Süddeutsche Zeitung

Die CDs der Woche - Popkolumne:Schluss mit Pop-Schneewittchen

Karen O, die Stones und noch mehr: Beim Rückblick auf das Pop-Jahres 2012 fällt auf, dass es auch von grandiosen Filmsongs, Konzerten unter Freunden und einem einzigartigen Band-Jubiläum geprägt war. Und wer wirklich wissen wollte, wie die sogenannten jungen Leute heute ihre Stars feiern, erfuhr es auch.

Zum Lesen und Hören in unserer Popkolumne. Von Joachim Hentschel

Um die Jahreswende erscheinen selten wichtige Alben. Ein guter Zeitpunkt also, um das Pop-Jahr 2012 zu resümieren. In den vergangenen Wochen bekannten sich schon Karl Bruckmaier, Max Fellmann und Max Scharnigg zu ihren Platten und Pop-Momenten des vergangenen Jahres, heute ist Joachim Hentschel am Zug. Es folgen noch Jens-Christian Rabe und Jan Kedves.

Karen O

Erster bester Moment des Jahres: Die Titelsequenz von David Finchers Filmversion des Kriminalromans "Verblendung" von Stieg-Larsson. Musik: Trent Reznor und Atticus Ross. Gesang: Karen O. Das Stück: "Immigrant Song", offizielle Wikingerhymne der Brustbein-Lockenmachos Led Zeppelin, in dieser neuen Fassung aber wie durch schwarzes Eis gebrüllt, von der unheimlichen Frau.

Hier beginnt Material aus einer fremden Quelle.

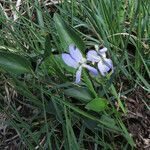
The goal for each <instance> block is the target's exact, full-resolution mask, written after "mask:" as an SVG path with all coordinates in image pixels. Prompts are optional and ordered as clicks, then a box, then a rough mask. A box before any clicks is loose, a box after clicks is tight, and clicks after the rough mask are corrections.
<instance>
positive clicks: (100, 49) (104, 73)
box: [87, 47, 113, 76]
mask: <svg viewBox="0 0 150 150" xmlns="http://www.w3.org/2000/svg"><path fill="white" fill-rule="evenodd" d="M106 51H107V48H106V47H104V48H102V49H100V50H99V51H95V50H90V51H88V53H87V60H88V61H91V62H92V63H95V62H96V63H98V69H99V71H100V73H101V75H102V76H105V75H106V73H107V72H108V71H110V70H112V71H113V62H112V60H111V59H108V58H106Z"/></svg>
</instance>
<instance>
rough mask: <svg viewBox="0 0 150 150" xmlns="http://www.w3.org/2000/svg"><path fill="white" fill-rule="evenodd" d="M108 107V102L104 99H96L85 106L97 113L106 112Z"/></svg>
mask: <svg viewBox="0 0 150 150" xmlns="http://www.w3.org/2000/svg"><path fill="white" fill-rule="evenodd" d="M106 107H107V100H106V99H104V98H95V99H93V100H92V101H91V102H89V103H88V104H87V105H86V106H85V108H86V109H88V110H93V111H95V112H101V111H104V110H105V109H106Z"/></svg>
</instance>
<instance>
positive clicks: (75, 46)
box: [69, 44, 83, 62]
mask: <svg viewBox="0 0 150 150" xmlns="http://www.w3.org/2000/svg"><path fill="white" fill-rule="evenodd" d="M69 52H70V55H71V57H72V58H73V59H74V60H76V61H77V62H81V61H82V60H83V56H82V54H81V52H80V50H79V49H78V48H77V47H76V46H75V45H73V44H71V45H70V46H69Z"/></svg>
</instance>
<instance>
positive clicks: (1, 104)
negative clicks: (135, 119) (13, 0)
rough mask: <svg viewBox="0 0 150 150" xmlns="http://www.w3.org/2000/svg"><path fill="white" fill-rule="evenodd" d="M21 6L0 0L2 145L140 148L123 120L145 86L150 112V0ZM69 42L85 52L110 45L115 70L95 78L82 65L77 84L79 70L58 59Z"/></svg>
mask: <svg viewBox="0 0 150 150" xmlns="http://www.w3.org/2000/svg"><path fill="white" fill-rule="evenodd" d="M18 7H19V9H18ZM18 7H16V2H11V1H8V2H2V3H1V5H0V14H1V15H0V28H1V29H0V67H1V68H0V85H1V86H0V91H1V92H0V100H1V102H0V113H1V114H2V115H3V117H0V122H1V123H0V130H1V132H2V135H1V136H0V138H1V142H0V148H1V149H4V148H5V147H6V146H7V147H11V146H14V147H16V149H31V150H32V149H50V150H51V149H65V150H78V149H92V150H93V149H94V150H98V149H135V148H137V145H136V144H137V143H136V141H135V139H134V138H133V135H132V134H131V133H130V132H129V130H128V128H127V126H126V125H127V124H126V122H125V118H126V117H128V107H127V105H126V101H127V100H128V98H129V97H130V95H134V93H135V92H136V91H137V89H140V90H141V91H142V92H141V93H140V94H141V97H142V98H141V101H142V102H143V103H144V105H145V111H146V110H148V111H149V109H150V108H149V100H148V98H145V97H144V96H145V95H148V93H149V92H150V83H149V79H150V69H149V68H150V49H149V46H150V45H149V42H150V39H149V37H150V21H149V18H150V2H149V0H86V1H85V0H71V1H68V0H64V1H60V2H58V3H57V2H55V3H49V2H48V1H45V2H41V3H39V2H38V1H36V0H35V1H34V2H32V1H30V0H26V1H22V3H21V5H20V6H18ZM7 8H10V11H8V10H7ZM70 44H75V45H76V46H77V47H78V48H79V49H80V50H81V51H82V54H83V55H84V56H85V55H86V52H87V49H95V47H107V48H108V55H109V57H110V58H111V59H112V61H113V64H114V67H115V69H114V73H112V74H111V73H110V74H109V75H108V76H107V77H101V76H99V77H96V78H95V77H93V76H92V75H90V74H88V72H87V71H86V70H84V71H83V76H82V82H81V83H80V84H75V83H74V82H73V80H74V78H75V77H74V73H75V70H74V69H72V68H71V67H68V66H67V65H66V64H65V63H64V62H63V60H62V59H61V54H62V53H63V52H68V47H69V45H70ZM139 98H140V97H139ZM93 99H96V104H95V103H94V104H92V105H91V104H89V103H90V102H91V101H92V100H93ZM97 100H98V101H97ZM101 101H105V102H106V103H107V104H106V105H107V106H105V105H104V103H103V102H102V103H100V104H99V102H101ZM89 105H90V109H88V108H89ZM97 105H99V107H98V109H99V111H96V109H97ZM87 106H88V107H87Z"/></svg>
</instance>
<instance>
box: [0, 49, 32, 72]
mask: <svg viewBox="0 0 150 150" xmlns="http://www.w3.org/2000/svg"><path fill="white" fill-rule="evenodd" d="M0 68H2V69H4V70H5V71H7V72H9V73H12V74H22V73H27V72H31V65H30V62H29V61H28V60H27V59H26V58H25V57H23V56H20V55H17V54H14V53H10V52H3V51H0Z"/></svg>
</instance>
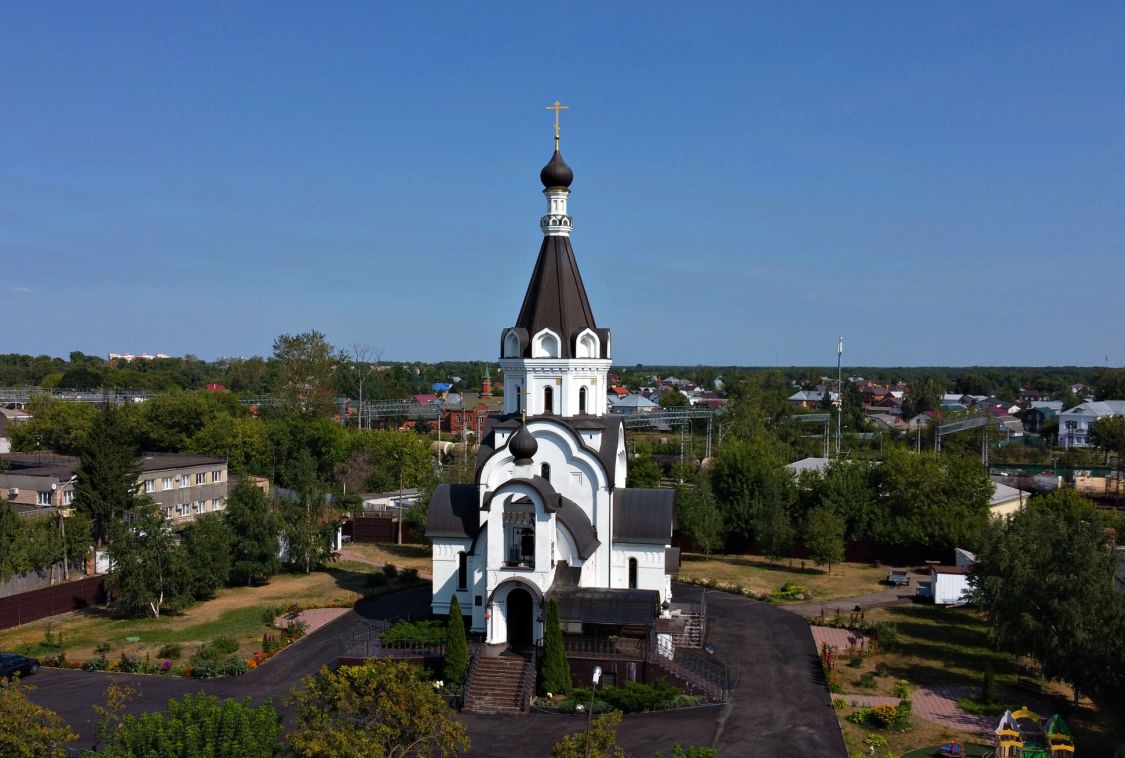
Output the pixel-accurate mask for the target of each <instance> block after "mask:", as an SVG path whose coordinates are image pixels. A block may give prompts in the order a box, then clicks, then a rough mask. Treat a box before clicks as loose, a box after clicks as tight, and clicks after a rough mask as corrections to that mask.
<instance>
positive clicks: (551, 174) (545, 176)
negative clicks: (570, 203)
mask: <svg viewBox="0 0 1125 758" xmlns="http://www.w3.org/2000/svg"><path fill="white" fill-rule="evenodd" d="M567 108H568V106H564V105H560V103H559V101H558V100H556V101H555V105H553V106H547V110H553V111H555V152H553V153H551V160H550V161H548V162H547V165H544V166H543V170H542V171H540V172H539V181H541V182H543V195H546V196H547V215H546V216H543V217H542V218H540V219H539V228H540V229H542V231H543V235H544V236H549V237H550V236H560V237H568V236H570V228H571V227H573V226H574V223H573V222H571V220H570V216H568V215H567V210H566V199H567V197H568V196H569V195H570V182H573V181H574V172H573V171H570V166H568V165H567V164H566V161H564V160H562V153H561V152H559V111H560V110H566V109H567Z"/></svg>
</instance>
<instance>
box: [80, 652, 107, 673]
mask: <svg viewBox="0 0 1125 758" xmlns="http://www.w3.org/2000/svg"><path fill="white" fill-rule="evenodd" d="M107 669H109V659H108V658H106V657H105V656H104V655H100V653H99V655H98V656H95V657H93V658H91V659H90V660H88V661H86V662H84V664H82V670H83V671H105V670H107Z"/></svg>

Dazu, in den Filmbildern, die mythische Geburt der Romanfigur Lisbeth Salander, der sexuell sonderbaren Hackerin und Rächerin, die natürlich nicht als Venus aus dem Schaum steigt, sondern sich aus einer Flüssigkeit zu verfestigen scheint, aus Öl oder etwas ähnlich Zähem, Giftigen. Die das Maul aufsperrt, die Luft verschlingt, genau wie Karen O im Song, bockelhart ätherisch, das Gegenteil zu jeder der unzähligen klar definierten, postfeministischen Pop-Schneewittchen, die 2012 die Blog-Charts und Windows-Werbespots beherrschten. Fast vergessen: So fühlt sich Angst an.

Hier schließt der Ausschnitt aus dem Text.